After all, how much of a mess can baking cookies make?
Probably not much if it was just me making them, but when the rest of the family chips in? Let's just say cleaning services hang up when I call them.
For instance, we have a mixer that likes to kick into high gear the second you start it, so it throws everything in the bowl up and out, like a mini volcano. Personally I don't use the thing for cookie dough, but Mr. Spatula decided he wanted to break up some brown sugar by using the mixer.
Sugar chunks everywhere.
Still determined (a quality I find charming most of the time), he did it again. and again. Now the floor is covered with brown sugar. Then the cats walk through it, spreading the joy all over the house.

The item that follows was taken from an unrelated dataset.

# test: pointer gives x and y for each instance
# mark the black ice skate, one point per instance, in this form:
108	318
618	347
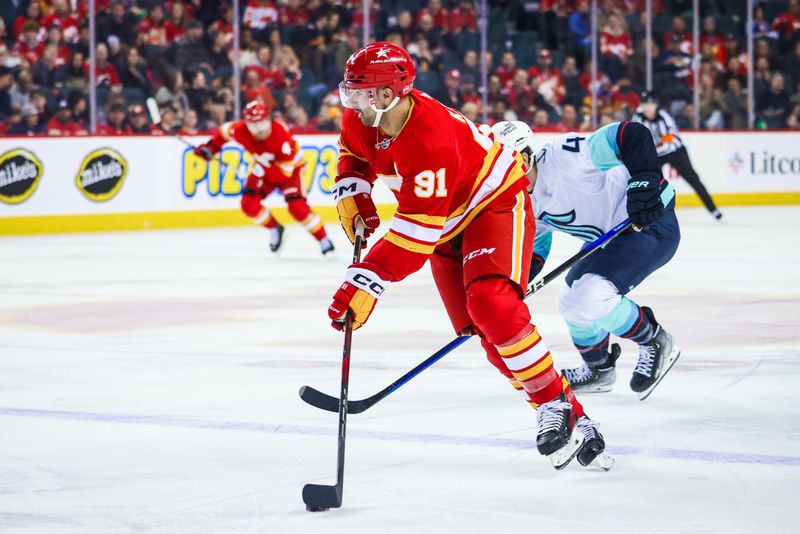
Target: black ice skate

I just knew I shouldn't have mopped that morning.
Having a brand-new kitchen gives you a sense of dread whenever you feel that shiny-new cleanliness is going to be marred by two children and their father. Especially when he breaks out the chocolate chips and a scuffle ensues, where oats go flying merrily by overenthusiastic mixing, peanut butter gets melted in the microwave, and more chips wind up in mouths than in the dough (though I admit, I took part in that particular scuffle).
Then the baking begins.
The batch we mix makes twenty dozen because we never do anything small, and every part of the counter and table is covered in cooling racks, a giant bowl of dough, and several cookie sheets. After six hours of sheer bliss, I was too tired to clean what was once a nice kitchen.

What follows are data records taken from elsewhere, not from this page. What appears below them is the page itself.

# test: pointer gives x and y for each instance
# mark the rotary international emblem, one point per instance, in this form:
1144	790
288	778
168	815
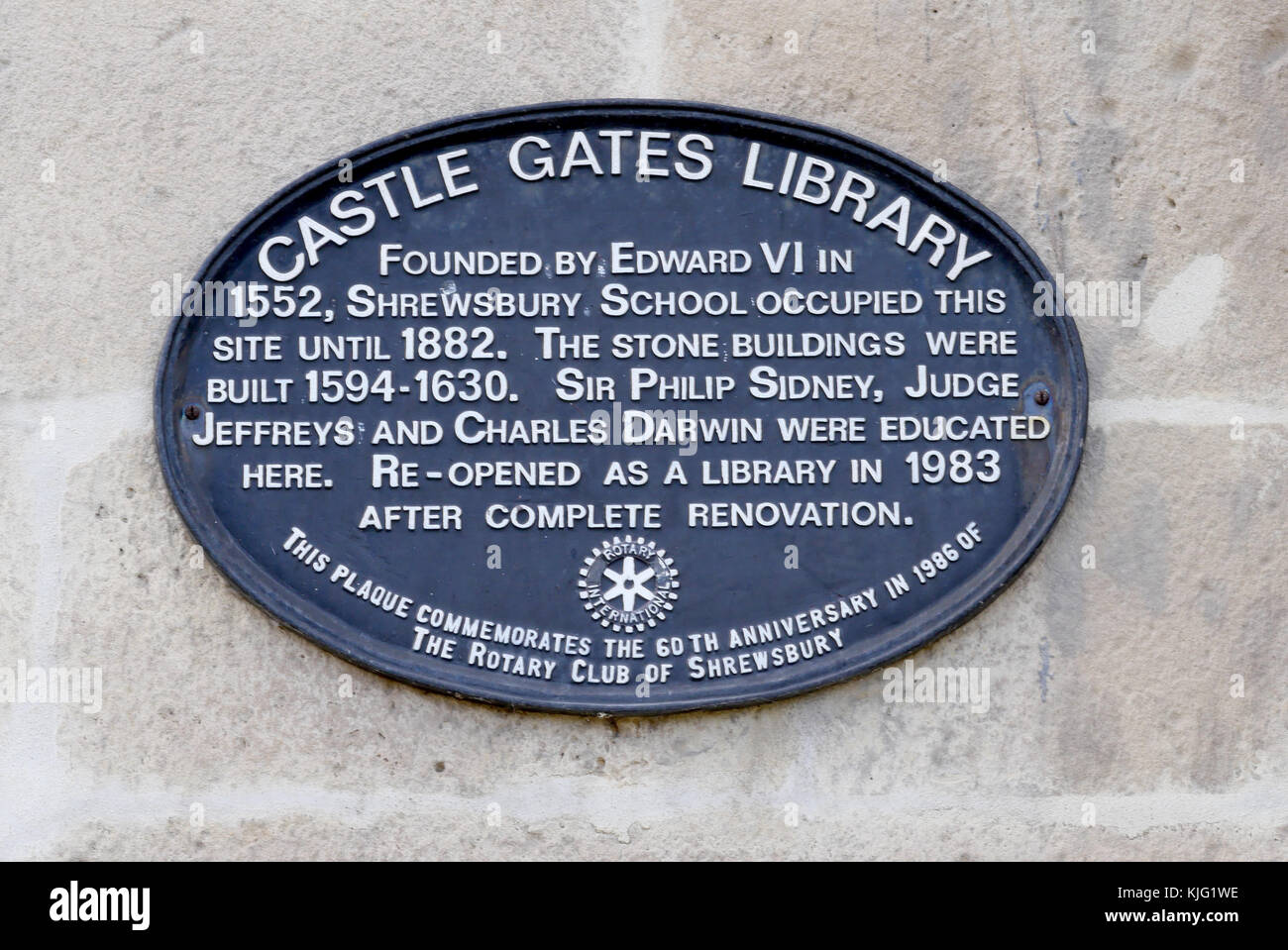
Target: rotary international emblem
629	584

A kitchen that I'm still cleaning, by the way.
Here are a few hints and handy tips for those that decide to so something like this in their house:
1. Don't mop the floors. Clean floors attract brown sugar and anything sticky.
2. Don't clean counters or any surfaces of crumbs and specks. The new crumbs and specks will be lost without the old ones to tell them where they should go.
3. Don't do the dishes. Having all the dirty cookie sheets fall from the sink to the floor at the same time while the cats are trying to sneak cookies off the racks makes for a video worthy of winning prizes (then you can buy a new, private kitchen.) Don't forget to set up the camera ahead of time.
4. You need a damp kitchen towel in a rat-tail configuration to snap at fingers (and paws) that try to snatch cookies off the sheets and/or cooling racks.
5. Plan on doing nothing else for the rest of the day.
6. Plan on cleaning nothing else the rest of the week.
Or...
Don't make cookies. Go buy cookies and watch a movie with the family. Or make them when no one but you is home. Open your bedroom door enough so that the cats think they are sneaking into your room for a secret nap. Trust me, this works. And it will be the only way you will ever have hope of a clean kitchen again!